The conference resolved that a three-model programme should be introduced into more than 100 colleges, all members of the Association of African Universities.

Conference chairman, Kosonike Koso-Thomas, said: "We conceptualised engineering models that must eventually place African countries among the group of nations with the highest technological competence."

However, it was agreed that it would be too traumatic for employers of engineering graduates if existing programmes were scrapped completely. Instead, the Association of African Universities was mandated to urge members to revise the course content of existing degrees to focus on local needs. To date, few universities have taken this step.

"Many programmes are still unattractive copies that have failed to address common problems in the continent," Unesco science and technology specialist J. M. Massaquoi said.

But the experts agreed that it was not in Africa's interest to deny talented students degree courses that are in the mainstream of global technological advancement.

The Nairobi workshop, attended by deans from Kenya, Uganda, Tanzania, Ethiopia, Zambia and Zimbabwe, devised two new degree models: a regional model designed for mature students with a technical diploma education; and an international model for the most gifted students intending to pursue postgraduate studies outside Africa.

The existing four-year degree programme would be retained for candidates with 12 years of primary and secondary education. During the first year of this revised course, students would study basic sciences, general engineering, mathematics and communications skills.

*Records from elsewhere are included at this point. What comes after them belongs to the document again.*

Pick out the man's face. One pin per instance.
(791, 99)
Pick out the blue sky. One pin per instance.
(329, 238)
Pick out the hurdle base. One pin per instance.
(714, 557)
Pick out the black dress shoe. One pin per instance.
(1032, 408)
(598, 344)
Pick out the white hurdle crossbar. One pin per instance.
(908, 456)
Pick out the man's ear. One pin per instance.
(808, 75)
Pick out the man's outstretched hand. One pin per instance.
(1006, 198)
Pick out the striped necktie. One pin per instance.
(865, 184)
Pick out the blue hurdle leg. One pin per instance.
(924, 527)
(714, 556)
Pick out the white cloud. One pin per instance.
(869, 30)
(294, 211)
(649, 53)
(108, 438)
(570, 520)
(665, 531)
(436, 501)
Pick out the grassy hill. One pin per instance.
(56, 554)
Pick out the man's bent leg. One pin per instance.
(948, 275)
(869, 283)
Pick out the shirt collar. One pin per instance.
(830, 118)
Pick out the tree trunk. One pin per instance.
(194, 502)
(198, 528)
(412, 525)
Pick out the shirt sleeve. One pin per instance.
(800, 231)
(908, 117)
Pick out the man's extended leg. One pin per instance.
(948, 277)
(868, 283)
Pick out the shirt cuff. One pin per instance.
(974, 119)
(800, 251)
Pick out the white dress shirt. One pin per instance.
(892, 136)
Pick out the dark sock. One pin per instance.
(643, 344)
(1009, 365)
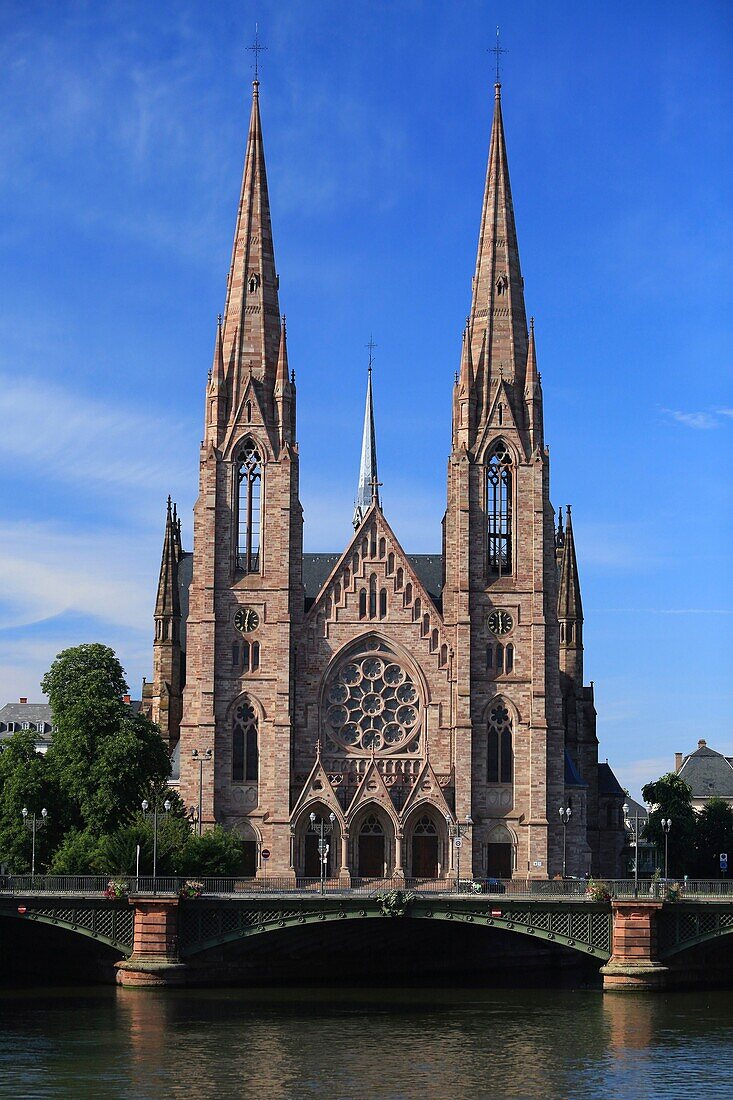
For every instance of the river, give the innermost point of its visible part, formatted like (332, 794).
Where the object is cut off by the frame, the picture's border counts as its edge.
(389, 1044)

They would then pursue core engineering courses leading to a BSc.

The new five-year regional BTech programme would incorporate a mixture of bridging courses, supervised practicals, basic and professional engineering courses and industrial attachment.

The third and most demanding programme, which would lead to an engineering masters, would give students the technical skills to compete at an international level and is intended to ensure that African universities are at the cutting edge of technological development. Graduates would be given scholarships to study abroad.

Unesco said it would aid the AAU and the African Network of Scientific and Technological Institutions to become accreditation bodies for the new programmes.